Suppose you have a batting line, and you want to add walks to raise the OBP by one point (.001). How many walks do you have to add? Well, it depends on your original OBP.

Suppose you're at .333 -- you have 333 "OBs" (walks or hits) in 1000 PA. How do you get to .334? You can't just add one walk, because that only brings you to .333666 (334/1001). It turns out you have to add approximately 1.5015 walks. That brings you to 334.5015 OBs in 1001.5015 PA, which brings you to .334.

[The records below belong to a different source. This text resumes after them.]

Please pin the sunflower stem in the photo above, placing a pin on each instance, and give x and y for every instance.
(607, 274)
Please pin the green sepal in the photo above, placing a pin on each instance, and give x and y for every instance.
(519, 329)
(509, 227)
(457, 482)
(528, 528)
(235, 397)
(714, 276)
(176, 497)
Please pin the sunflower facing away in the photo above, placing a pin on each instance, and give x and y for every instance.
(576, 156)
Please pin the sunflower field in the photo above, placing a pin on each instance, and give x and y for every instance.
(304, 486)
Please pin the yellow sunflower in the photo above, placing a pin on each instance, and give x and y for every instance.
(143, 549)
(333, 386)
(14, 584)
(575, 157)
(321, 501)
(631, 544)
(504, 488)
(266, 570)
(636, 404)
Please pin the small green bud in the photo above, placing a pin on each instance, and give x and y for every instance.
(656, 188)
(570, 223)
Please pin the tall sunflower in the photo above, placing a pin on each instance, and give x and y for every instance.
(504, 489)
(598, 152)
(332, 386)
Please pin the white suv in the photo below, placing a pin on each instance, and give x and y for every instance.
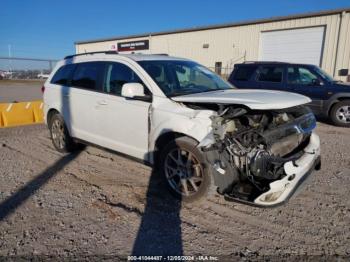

But, now, suppose you're at .400, and you want to get to .401. How many walks do you have to add now? This time, it's 1.66945. 401.66945 divided by 1001.66945 equals .401.

(I did a little algebra to get the formula that, for every 1000 PA you start with, the number of additional walks you need is (1000 divided by (.999 minus OBP)). That's where those two numbers came from.)

That is: points of OBPs give you increasing returns *in terms of number of walks*. So the more OBPs you get, the more each additional one is worth. Or, if you want to put it another way, the more OBPs you have, the harder it is to get another one, because you need more walks to get it.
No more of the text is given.